Sharky, the boys here will tell you I never kiss and tell
















Actually, it's been all work and no play so far. I'm here working at JMH and it's been sleep/eat/work for the most part. I did have lunch with Mitch Feig of Ocean 7 on Monday and had a great time talking WIS stuff. I'll be in South Beach on Saturday once I'm finished working and on into Sunday with any luck. Pics to follow!


----------



## SharkBike (Apr 15, 2005)

Nalu said:


> Sharky, the boys here will tell you I never kiss and tell
> 
> 
> 
> ...


No break on Monday for Memorial Day? There's some decent diving sites down there, ya' know.


----------



## Nalu (Nov 28, 2003)

Flying home Sun night


----------



## JoT (Aug 12, 2003)

Nice watch Colin; has the world run out of vintage divers  ?


----------



## SharkBike (Apr 15, 2005)

Have a great time in Miami and a safe trip back. Would love to hear more about your conversation with Mitch, and looking forward to the pics.

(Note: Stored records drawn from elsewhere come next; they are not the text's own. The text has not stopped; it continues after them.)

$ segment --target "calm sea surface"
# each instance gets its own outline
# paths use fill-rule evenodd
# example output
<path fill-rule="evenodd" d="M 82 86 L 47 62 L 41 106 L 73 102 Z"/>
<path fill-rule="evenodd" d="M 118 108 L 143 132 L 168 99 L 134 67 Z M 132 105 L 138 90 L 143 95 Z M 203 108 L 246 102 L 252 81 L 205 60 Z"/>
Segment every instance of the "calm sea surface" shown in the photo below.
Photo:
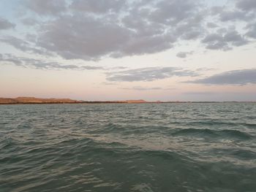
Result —
<path fill-rule="evenodd" d="M 256 191 L 256 104 L 0 105 L 0 191 Z"/>

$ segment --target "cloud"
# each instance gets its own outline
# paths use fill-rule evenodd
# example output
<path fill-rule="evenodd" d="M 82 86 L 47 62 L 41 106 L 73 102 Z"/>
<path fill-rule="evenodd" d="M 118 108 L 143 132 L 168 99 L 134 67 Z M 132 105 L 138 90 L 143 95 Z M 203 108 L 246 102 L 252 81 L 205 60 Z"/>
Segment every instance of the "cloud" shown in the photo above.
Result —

Look us up if you make it back this way again.


----------



## mach 0.0013137 (Jan 10, 2005)

Another great looking watch Colin, well done


----------



## BruceS (Apr 9, 2007)

That's a beauty Colin and great pics too!


----------



## Nalu (Nov 28, 2003)

JoT said:


> Nice watch Colin; has the world run out of vintage divers  ?


An IDF KonTiki is on short final to Seatac and an old Heuer prototype and an Aquastar Deepstar are one and two for Heathrow main as I type!


----------